Muse of the golden throne, my griefs assuage


Κεῖνον, ὦ χρυσόθρονε Μοῦς’, ἔνισπες
ὕμνον, ἐκ τᾶς καλλιγύναικος ἐσθλᾶς
Τήιος χώρας ὅν ἄειδε τερπνῶς
    πρέσβυς ἀγαυός·

MUSE of the golden throne, my griefs assuage - 
    Not with fresh gift of verse— 
A listener at thy knees I would remain, 
    So thou rehearse 
    To me that strain 
    Sung by the poet-sage, 
Manful, and crisp, and free, 
    Of so undaunted style, 
    It can command 
    And move to clemency 
    The tyrant, yet the terse, 
    Clear song one feels the while, 
Ah, once was fashioned in a goodly land 
    Of women fair, 
With voices soft as wood-doves' through the air. 

O Muse, 'tis for Anacreon's lyre I sigh : 
    Thou knowest how 
'Neath the twin burthen of desire and song 
    My heart doth bow ; 
    But he was strong

    Dark Eros to defy,
    And my tossed bosom oft 
    Turns to his sweet refrain 
        Of sunny truth,

    Jocund, melodious, soft— 
    " Dear life hath bliss enow, 
    Despite of age and pain, 
To give us temper of eternal youth, 
    Hath it not, friend ? " 
Sappho smiles credence till the music end. 

The reverend elder ! Ah, how sweetly he 
    Was wont to sing in those 
Plane-shaded noons of lovely, common things, 
    Idalia's rose, 
    Or the soft wings 
    Of that bright bird that she 
    Bartered for just a hymn 
    Straight from the poet's lips, 
    And breathed alone 
    To her amid her dim, 
    Dusk myrtles. Oh, she chose 
    A favour to eclipse 
All heavenly honour unto mortals shown 
    Who gave her dove 
To win from Teos' bard one song of love. 

Ah me ! how deftly could he handle such 
    Rare token from the sky ; 
Around the tender, glistening iris-neck 
    He loved to tie 
    His odes, and check 
    The pinions with a touch ; 
    Triumphant as a man 
    O'er the fond goddess coy, 
    Nathless her bliss 
    He prized, and with love's span 
    Measured time wantonly— 
    "Wealth will not bring you joy ; 
Toil not for that; win the beloved's kiss ! " 
    Counselled the bold 
Guardian of life, and squanderer of his gold. 

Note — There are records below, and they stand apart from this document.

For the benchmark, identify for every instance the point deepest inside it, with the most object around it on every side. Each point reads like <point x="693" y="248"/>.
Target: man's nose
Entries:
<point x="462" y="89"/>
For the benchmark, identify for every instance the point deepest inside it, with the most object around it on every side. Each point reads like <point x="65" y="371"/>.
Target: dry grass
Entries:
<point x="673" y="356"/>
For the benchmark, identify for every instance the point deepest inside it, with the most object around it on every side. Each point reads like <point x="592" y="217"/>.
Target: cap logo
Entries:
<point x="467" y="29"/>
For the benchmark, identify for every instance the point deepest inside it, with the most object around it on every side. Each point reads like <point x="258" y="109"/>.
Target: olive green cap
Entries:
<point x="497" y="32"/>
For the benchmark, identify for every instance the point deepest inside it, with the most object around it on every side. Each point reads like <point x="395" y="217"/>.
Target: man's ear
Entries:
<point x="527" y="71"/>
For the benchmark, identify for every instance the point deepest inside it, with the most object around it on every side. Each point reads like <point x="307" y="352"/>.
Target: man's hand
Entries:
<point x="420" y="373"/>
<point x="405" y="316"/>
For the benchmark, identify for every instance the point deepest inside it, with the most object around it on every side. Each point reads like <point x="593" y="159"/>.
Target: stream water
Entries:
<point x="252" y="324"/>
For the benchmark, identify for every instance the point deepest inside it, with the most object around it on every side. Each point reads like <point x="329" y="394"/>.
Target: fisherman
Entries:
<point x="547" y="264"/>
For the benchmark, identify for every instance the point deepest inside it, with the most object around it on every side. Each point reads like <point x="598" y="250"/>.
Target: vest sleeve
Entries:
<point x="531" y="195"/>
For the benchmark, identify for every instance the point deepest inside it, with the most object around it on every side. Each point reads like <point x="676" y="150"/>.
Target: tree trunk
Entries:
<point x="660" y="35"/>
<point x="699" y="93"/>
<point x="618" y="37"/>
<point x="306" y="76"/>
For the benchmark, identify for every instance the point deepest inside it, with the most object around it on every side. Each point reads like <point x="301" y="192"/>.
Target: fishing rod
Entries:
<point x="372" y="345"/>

Love him, ye bards, who would not even resign 
    In age the poet's thrill, 
To whom his lyre through the slow, lingering night 
    Was never still 
    From whispering quite. 
    O feed his tomb with wine, 
    And let joy penetrate 
    The darkness, ivy-leaved, 
    That guards his breast 
    Whom Eros made so great 
    A lord o'er human ill 
    That, his full term achieved 
Of years, he kept youth with him for his guest, 
    As a broad tree 
Feels the sap course through its antiquity.